Although we are separated by miles, you are always close in my heart.


----------



## Vagabond

How about "Η απουσία τονώνει τον έρωτα" = "Absence fortifies love"?


----------



## Vagabond

betif said:


> How about:
> 
> Although we are separated by miles, you are always close in my heart.


Αν και μας χωρίζουν μίλια, είσαι πάντα στην καρδιά μου = Although we are separated by miles, you are always in my heart
Αν και μας χωρίζουν μίλια, στην καρδιά μου είσαι πάντα κοντά = Although we are separated by miles, you are always close in my heart


----------



## betif

Thanks for the translation!!

Just out of curiousity, how do Greek people typically sign off on a letter to a loved one?

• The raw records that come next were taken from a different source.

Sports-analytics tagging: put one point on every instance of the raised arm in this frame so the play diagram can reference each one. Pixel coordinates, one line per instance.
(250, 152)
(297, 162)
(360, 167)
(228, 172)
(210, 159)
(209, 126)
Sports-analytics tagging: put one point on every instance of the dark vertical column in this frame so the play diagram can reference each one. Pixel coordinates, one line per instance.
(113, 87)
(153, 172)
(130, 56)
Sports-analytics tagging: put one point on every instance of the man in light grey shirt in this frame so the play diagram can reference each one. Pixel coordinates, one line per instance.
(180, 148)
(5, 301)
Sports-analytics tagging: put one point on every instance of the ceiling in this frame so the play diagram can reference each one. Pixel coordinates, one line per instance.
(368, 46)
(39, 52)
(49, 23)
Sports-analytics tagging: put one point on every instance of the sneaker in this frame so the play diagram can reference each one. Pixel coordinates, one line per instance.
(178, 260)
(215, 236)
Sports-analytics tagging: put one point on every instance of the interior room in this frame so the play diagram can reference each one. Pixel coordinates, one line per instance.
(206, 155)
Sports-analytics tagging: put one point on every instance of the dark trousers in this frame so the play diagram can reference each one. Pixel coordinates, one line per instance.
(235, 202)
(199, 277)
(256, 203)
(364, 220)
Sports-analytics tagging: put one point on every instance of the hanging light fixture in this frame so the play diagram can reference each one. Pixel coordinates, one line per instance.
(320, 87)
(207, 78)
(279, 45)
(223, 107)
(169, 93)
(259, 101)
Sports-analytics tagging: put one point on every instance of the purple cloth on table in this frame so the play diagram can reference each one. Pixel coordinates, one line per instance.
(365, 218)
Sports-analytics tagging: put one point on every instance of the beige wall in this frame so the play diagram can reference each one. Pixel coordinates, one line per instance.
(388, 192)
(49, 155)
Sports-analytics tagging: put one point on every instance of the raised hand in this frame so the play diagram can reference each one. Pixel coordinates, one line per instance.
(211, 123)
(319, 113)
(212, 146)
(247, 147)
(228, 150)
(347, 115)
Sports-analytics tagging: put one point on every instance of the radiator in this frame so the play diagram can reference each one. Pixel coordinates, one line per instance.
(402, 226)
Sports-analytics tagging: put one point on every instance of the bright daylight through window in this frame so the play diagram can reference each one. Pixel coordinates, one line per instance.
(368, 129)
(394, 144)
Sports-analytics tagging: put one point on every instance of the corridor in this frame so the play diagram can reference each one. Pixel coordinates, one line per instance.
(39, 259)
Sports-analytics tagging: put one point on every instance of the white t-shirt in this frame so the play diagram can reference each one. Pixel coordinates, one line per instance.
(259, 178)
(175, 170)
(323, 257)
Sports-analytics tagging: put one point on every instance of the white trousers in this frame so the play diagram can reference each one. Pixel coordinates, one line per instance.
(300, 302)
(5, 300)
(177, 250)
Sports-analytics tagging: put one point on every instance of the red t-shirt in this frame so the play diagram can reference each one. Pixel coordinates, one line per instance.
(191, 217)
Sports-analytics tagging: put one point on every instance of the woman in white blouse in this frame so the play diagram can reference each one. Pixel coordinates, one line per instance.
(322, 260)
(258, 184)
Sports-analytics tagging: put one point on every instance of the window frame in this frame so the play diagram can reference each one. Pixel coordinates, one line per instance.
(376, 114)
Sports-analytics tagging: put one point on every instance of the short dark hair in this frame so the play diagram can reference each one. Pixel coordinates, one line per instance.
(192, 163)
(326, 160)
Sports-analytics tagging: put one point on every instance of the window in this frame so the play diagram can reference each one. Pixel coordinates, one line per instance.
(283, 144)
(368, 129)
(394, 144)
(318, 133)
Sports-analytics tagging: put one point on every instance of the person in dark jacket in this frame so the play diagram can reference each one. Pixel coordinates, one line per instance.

We say, "Much love" or just "Love,..."

Beti


----------



## Il_Trovatore

We usually say,

"Με πολλή αγάπη" = "With much love"


----------



## glamal

Hello Betif,
I suppose, you could send to your lovable friend a fragment from Monogramma of Elytis. Elytis is a modern Greek poet. His verses have an extreme emotional touch.
*Ακουστά σ’έχουν τά κύματα
Πώς χαιδεύεις,πώς φιλάς
Πώς λές ψιθυριστά τό "τί" καί τό "έ"
Τριγύρω στό λαιμό στόν όρμο
Πάντα εμείς τό φώς κι η σκιά*

or 
*VII.

Στόν Παράδεισο έχω σημαδέψει ένα νησί
Απαράλλαχτο εσύ κι ένα σπίτι στή θάλασσα

Μέ κρεβάτι μεγάλο καί πόρτα μικρή
Έχω ρίξει μές στ’άπατα μιάν ηχώ
Νά κοιτάζομαι κάθε πρωί που ξυπνώ

Νά σέ βλέπω μισή να περνάς στό νερό
και μισή να σε κλαίω μές στόν Παράδειο.*


*Οδυσσέας Ελύτης <<ΤΟ ΜΟΝΟΓΡΑΜΜΑ>>*


----------



## glamal

Betif,
here is a rough translation for the verses I have send you.
I hope you like it...  
Waves have heard of you
The way you caress, the way you kiss 
The way you whisper the “what” and the “e”
Around the neck, in the bight 
Always we, the light and the shade

VII.

  In the Paradise I have marked an island 
  Identical with you and a house in the sea

  With bed big and door small 
  I have thrown in the bottom an echo
  Be looked at each morning where I wake up

  To see you, half passing in water 
  and half crying in the Paradise.


----------



## betif

Those are both beautiful...hard choice.  I think the first one is more fitting.  Now it will only take me half an hour to rewrite it by hand in Greek! 

Beti


----------



## ireney

Thread closed: please ask about one specific proverb so that we can help you come with an equivalent.


----------